In 2019, I started offering a whimsically titled course, “Rafting Trip”, wherein the goal is to implement the Raft distributed consensus protocol. This might seem like a really oddball topic to be looking at, but the more I’ve dived into it, the more I’ve come to appreciate it as a really great topic for a project-based course. You can read some of my thoughts after the initial run of the course here. I’ve since had a few more thoughts about it that I’ll share here.
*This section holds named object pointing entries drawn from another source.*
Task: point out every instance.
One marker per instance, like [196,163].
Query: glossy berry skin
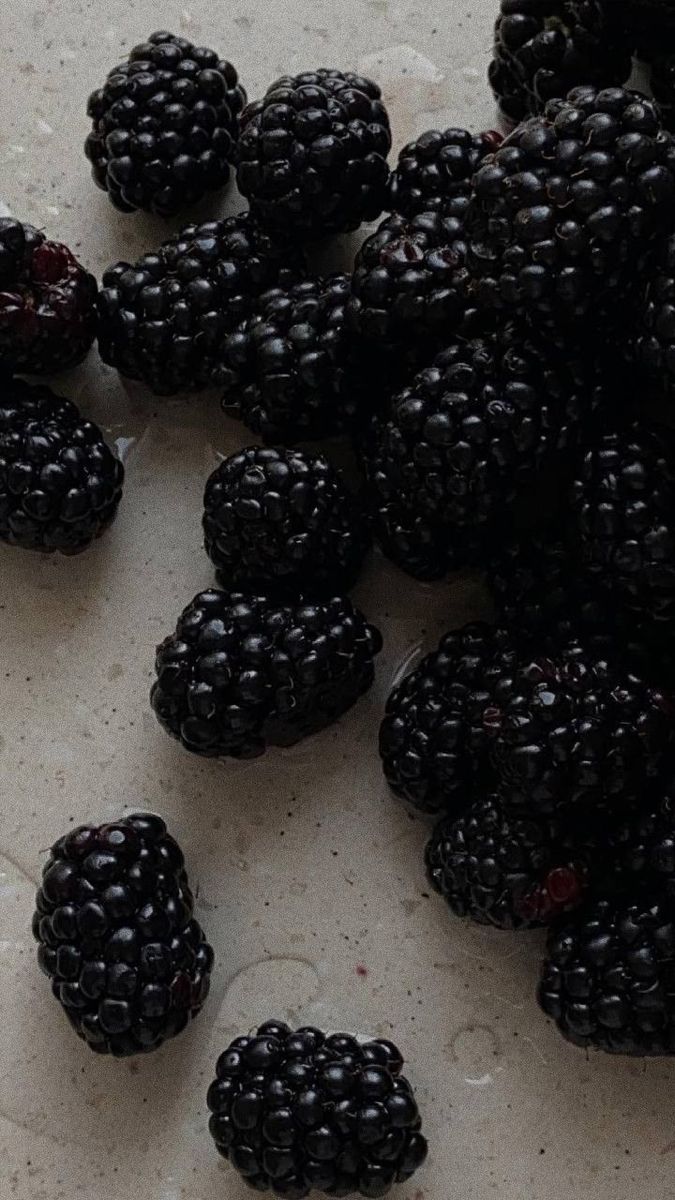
[432,744]
[408,286]
[501,868]
[434,173]
[562,215]
[60,485]
[622,505]
[282,521]
[243,672]
[47,303]
[303,1111]
[571,731]
[312,154]
[469,437]
[608,977]
[292,373]
[165,126]
[655,342]
[544,601]
[117,937]
[165,319]
[544,48]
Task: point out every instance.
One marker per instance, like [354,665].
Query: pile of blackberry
[501,358]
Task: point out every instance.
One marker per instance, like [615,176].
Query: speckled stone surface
[310,877]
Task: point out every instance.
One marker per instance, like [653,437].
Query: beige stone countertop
[310,876]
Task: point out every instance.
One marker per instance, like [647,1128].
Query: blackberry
[472,433]
[60,484]
[563,213]
[501,868]
[608,977]
[655,341]
[544,601]
[623,514]
[117,936]
[662,78]
[577,731]
[165,319]
[434,173]
[282,521]
[544,49]
[432,743]
[296,1111]
[47,303]
[243,672]
[165,126]
[408,288]
[640,843]
[292,373]
[312,154]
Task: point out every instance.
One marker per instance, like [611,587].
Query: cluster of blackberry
[471,355]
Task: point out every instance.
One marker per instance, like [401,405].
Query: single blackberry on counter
[475,430]
[243,672]
[608,977]
[501,868]
[165,125]
[312,154]
[408,287]
[432,743]
[544,48]
[60,484]
[118,940]
[297,1111]
[165,319]
[282,521]
[292,372]
[47,303]
[655,336]
[575,731]
[563,214]
[434,173]
[623,520]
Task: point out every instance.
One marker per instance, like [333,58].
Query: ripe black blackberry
[562,215]
[282,521]
[163,126]
[655,340]
[434,173]
[432,743]
[473,431]
[60,484]
[543,48]
[312,154]
[408,287]
[501,868]
[608,977]
[47,303]
[544,601]
[126,959]
[577,731]
[165,319]
[243,672]
[292,373]
[297,1111]
[662,78]
[623,511]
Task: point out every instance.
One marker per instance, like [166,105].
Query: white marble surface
[310,877]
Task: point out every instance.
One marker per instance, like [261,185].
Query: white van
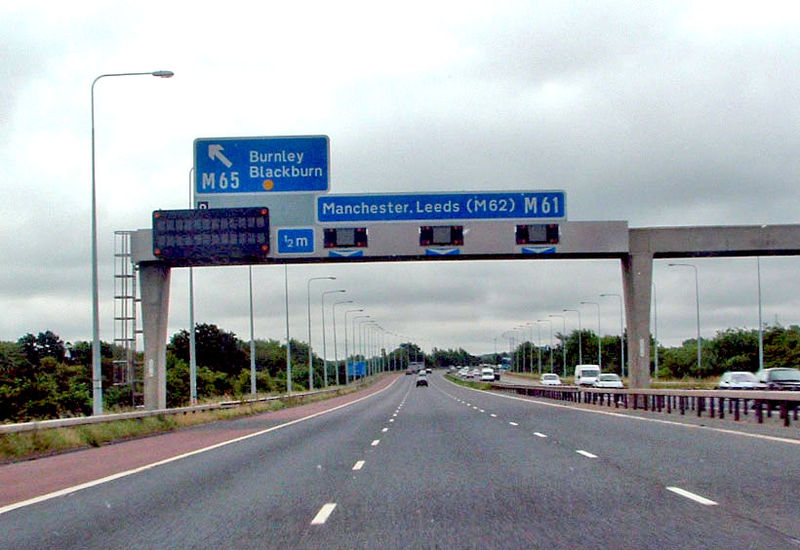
[586,375]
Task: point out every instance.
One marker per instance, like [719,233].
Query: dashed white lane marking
[323,514]
[692,496]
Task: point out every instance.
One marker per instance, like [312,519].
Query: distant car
[608,380]
[585,375]
[780,379]
[550,380]
[740,380]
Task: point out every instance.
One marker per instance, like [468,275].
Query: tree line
[42,377]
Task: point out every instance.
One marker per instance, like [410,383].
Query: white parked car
[585,375]
[550,379]
[608,380]
[740,380]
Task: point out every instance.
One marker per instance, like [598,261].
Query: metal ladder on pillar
[129,369]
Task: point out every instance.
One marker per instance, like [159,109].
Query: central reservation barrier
[737,403]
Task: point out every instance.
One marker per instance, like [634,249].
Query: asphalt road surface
[442,467]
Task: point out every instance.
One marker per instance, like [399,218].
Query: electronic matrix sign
[211,237]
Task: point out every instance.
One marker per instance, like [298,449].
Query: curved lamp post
[308,303]
[324,350]
[97,375]
[621,331]
[564,346]
[599,339]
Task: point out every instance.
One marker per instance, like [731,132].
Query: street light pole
[539,345]
[760,323]
[580,335]
[551,339]
[564,345]
[599,338]
[360,339]
[655,331]
[324,347]
[621,332]
[697,306]
[335,350]
[97,374]
[308,303]
[345,341]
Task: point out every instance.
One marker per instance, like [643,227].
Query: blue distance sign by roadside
[261,165]
[503,205]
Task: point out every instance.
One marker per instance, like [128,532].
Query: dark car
[780,379]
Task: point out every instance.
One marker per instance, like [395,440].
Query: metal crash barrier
[717,403]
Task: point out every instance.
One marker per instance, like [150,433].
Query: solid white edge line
[323,514]
[632,417]
[692,496]
[95,482]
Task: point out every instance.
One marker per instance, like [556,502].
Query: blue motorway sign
[501,205]
[261,165]
[296,241]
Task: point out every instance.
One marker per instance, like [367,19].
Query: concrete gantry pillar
[637,279]
[154,278]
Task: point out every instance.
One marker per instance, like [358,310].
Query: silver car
[550,379]
[740,380]
[608,380]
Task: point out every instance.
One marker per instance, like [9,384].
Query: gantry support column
[154,278]
[637,280]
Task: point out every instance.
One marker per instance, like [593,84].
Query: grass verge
[50,441]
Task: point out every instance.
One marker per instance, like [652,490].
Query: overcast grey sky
[658,113]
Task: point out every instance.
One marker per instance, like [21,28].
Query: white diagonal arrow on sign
[215,151]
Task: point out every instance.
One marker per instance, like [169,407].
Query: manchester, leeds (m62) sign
[509,205]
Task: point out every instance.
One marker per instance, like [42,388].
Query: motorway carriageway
[437,467]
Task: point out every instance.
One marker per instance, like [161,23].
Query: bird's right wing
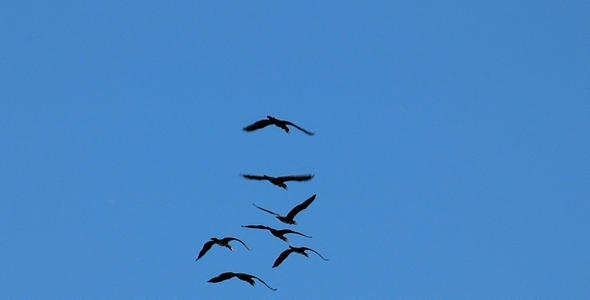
[206,248]
[222,277]
[291,215]
[266,210]
[306,131]
[282,257]
[268,286]
[257,125]
[256,226]
[296,177]
[295,232]
[255,177]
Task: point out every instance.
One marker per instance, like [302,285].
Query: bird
[241,276]
[221,242]
[278,233]
[290,217]
[270,120]
[300,250]
[279,181]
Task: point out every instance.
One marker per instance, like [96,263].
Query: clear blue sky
[452,148]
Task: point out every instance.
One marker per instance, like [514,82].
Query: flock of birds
[289,218]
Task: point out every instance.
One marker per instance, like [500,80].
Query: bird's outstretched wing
[266,210]
[235,239]
[291,215]
[296,177]
[268,286]
[255,177]
[206,248]
[222,277]
[282,257]
[257,227]
[257,125]
[316,253]
[285,231]
[306,131]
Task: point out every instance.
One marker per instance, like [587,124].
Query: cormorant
[289,218]
[241,276]
[278,233]
[221,242]
[270,120]
[279,181]
[300,250]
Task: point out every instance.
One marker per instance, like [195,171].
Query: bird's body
[290,217]
[224,242]
[241,276]
[270,120]
[277,233]
[279,181]
[299,250]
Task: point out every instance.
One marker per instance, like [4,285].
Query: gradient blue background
[452,148]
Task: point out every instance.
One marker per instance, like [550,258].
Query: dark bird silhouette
[241,276]
[221,242]
[278,233]
[279,181]
[300,250]
[290,217]
[270,120]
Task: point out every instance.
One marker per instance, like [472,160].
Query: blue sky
[451,155]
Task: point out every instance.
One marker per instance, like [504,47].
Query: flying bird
[299,250]
[241,276]
[221,242]
[270,120]
[278,233]
[290,217]
[279,181]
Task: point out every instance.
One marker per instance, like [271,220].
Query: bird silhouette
[221,242]
[290,217]
[241,276]
[299,250]
[278,233]
[279,181]
[270,120]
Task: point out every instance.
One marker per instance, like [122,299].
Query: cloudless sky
[451,155]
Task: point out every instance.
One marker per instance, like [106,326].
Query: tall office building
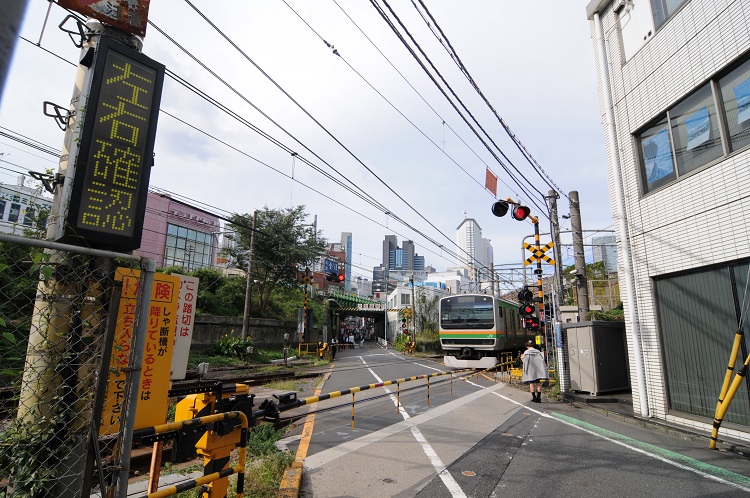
[398,261]
[605,250]
[475,252]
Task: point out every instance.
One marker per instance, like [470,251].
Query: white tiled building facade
[674,94]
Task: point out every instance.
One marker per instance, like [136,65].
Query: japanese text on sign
[151,405]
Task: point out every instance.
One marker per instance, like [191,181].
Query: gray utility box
[597,356]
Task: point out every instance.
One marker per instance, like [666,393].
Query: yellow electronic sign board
[110,187]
As a bit of background, my first exposure to Raft was in 2018 during a run of Hillel Wayne’s Introduction to TLA+ workshop. At the time, I knew nothing about TLA+. Raft is not a topic that’s part of Hillel’s course, but one of the participants in the workshop, a Ph.D. candidate, said he was working on a dissertation involving distributed consensus (and that he couldn’t graduate unless he included some kind of TLA+ spec in his dissertation). It all sounded rather heady–not only did I not know anything about TLA+, I certainly had no experience with distributed consensus or any of the other topics being tossed about in subsequent discussion (Paxos, Raft, etc.). Various thoughts raced through my mind. “Have I been doing too much Python? Have I been spending too much time biking? Or posting on Twitter? Why have I not encountered this?” Part of the answer might be in the timing. The first paper on Paxos was published in 1998–the same year I received my Ph.D. The first research paper on Raft was published in 2014. Needless to say, I just wouldn’t have encountered any of this in school and it’s not clear that I would have crossed paths with distributed consensus in my day-to-day Python coding and training. That said, it seemed like something interesting to explore a bit further.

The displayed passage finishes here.